Quick questions? Really?
When a City State asks anyone to do a quest, and you complete it, does that make the City State, wherever they are located, regardless if they are road/route hooked up to you or not:
a. Start sharing their entire resources with you?
b. Start giving you a certain amount of gold, per turn, or all at once, too?
Satisfying a quest will earn influence (amount varies with the quest), just like gifts of gold. Amount of influence determines whether you are friends (30 influence) or allied (greater of 60 influence or, if more than one civ is above 60, more influence than any other civ). Each turn you lose influence, so you need to keep satisfying quests, giving gifts of gold, etc.

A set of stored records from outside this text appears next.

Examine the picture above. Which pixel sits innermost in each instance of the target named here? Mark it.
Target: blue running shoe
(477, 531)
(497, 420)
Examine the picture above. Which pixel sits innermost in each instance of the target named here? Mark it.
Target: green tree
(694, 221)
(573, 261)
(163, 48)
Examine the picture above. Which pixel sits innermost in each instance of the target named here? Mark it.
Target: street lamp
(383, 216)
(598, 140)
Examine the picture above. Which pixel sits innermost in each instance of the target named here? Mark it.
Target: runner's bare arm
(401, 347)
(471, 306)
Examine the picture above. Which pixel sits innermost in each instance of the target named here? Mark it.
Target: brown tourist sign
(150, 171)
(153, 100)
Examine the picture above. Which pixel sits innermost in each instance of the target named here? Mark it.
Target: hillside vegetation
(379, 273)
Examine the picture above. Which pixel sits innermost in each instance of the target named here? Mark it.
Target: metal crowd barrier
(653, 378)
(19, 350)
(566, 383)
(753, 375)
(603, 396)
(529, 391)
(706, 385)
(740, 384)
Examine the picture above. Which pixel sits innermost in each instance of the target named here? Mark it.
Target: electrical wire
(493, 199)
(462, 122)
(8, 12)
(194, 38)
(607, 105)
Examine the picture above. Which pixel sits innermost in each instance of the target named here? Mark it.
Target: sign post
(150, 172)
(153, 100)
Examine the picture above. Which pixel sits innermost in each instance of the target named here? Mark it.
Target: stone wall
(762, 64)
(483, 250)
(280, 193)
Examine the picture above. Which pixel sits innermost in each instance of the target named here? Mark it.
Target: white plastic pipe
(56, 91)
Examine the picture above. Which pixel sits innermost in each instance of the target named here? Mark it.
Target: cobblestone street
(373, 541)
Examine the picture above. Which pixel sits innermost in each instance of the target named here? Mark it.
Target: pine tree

Each type of CS gives different benefits at friend and ally level. At friend level, maritimes give food to your capital, culturals give culture (amount rises by era), religious give faith (amount also rises with era), militaristic will give land units, and mercantiles give happiness. When you achieve ally status, you get the CS's luxuries and strategic resources, but any duplicate luxuries are just that--duplicates --no extra happiness, but you can trade away your own copies for gold or another luxury. In addition, all but mercantiles give more of what they gave at friend level (militaristics give units more frequently and maritimes give 1 food to each city).
Now some more related questions:
c. What happens if you already have the particular resource that they have, do you still get the +1 happiness (or whatever a resource brings) for that resource, too?
Answered above - no.
d. What is the difference between having them at war, neutral, friends, or allies? Do they increasingly share more resources, sliding up the "likeness" scale, from war with you to allies?
Magic levels are friend and ally. War is a not-helpful place to be.
e. We have never seen any allied City States actually go to war with someone we are already at war with, even though it is announced that they do; even the aggressive City States show no military support. Are we missing something? It seems that being an Ally is a waste.
CSs will not send units more than a short distance from their culture borders. They will not send units across the map to help you. But an allied CS that is next to an enemy city will attack the city and can conquer cities.
f. Puppet, Annex, or Raze: Isn't it always better to Annex the City State, as you can lighten the Annexed City State's unhappiness by immediately building a Courthouse, THEN, have the City State beeline through the "happiness buildings", if that is what a player wanted?
First, you need a really good reason to conquer a city state -- the friend and ally bonuses go away on conquering and often cannot be replicated by the conquered city on its own. But, if you want to kill CSs, like any conquered city, start off puppeting them -- while they're in revolt you can't do anything with them. Annex decision is same for CSs as for regular cities. If you don't mind the policy cost increase, go ahead and annex, but shouldn't do so until you have the gold to rush-buy a courthouse.
g. Whenever I take over a City State I rarely see a bump in my overall score (as compared to taking over a Civ's town); is that only because City States aren't really worth fighting with/taking over vs just doing quests for them and garnering their resources?
Basically.
h. Trading with City State to increase your happiness: Does it make sense to trade with City States to bump your happiness when they have an extra resource that you could use, and, as barter, you trade with them one of your extra resources, or use money in lieu of this? It would seem to me that you would increase your happiness +1 per turn (or whatever a "happiness per resource" brings). Redundant resources that they give you mean nothing for your happiness, I think...
Can't trade with CSs. All you can do is give gifts of gold and fulfill quests.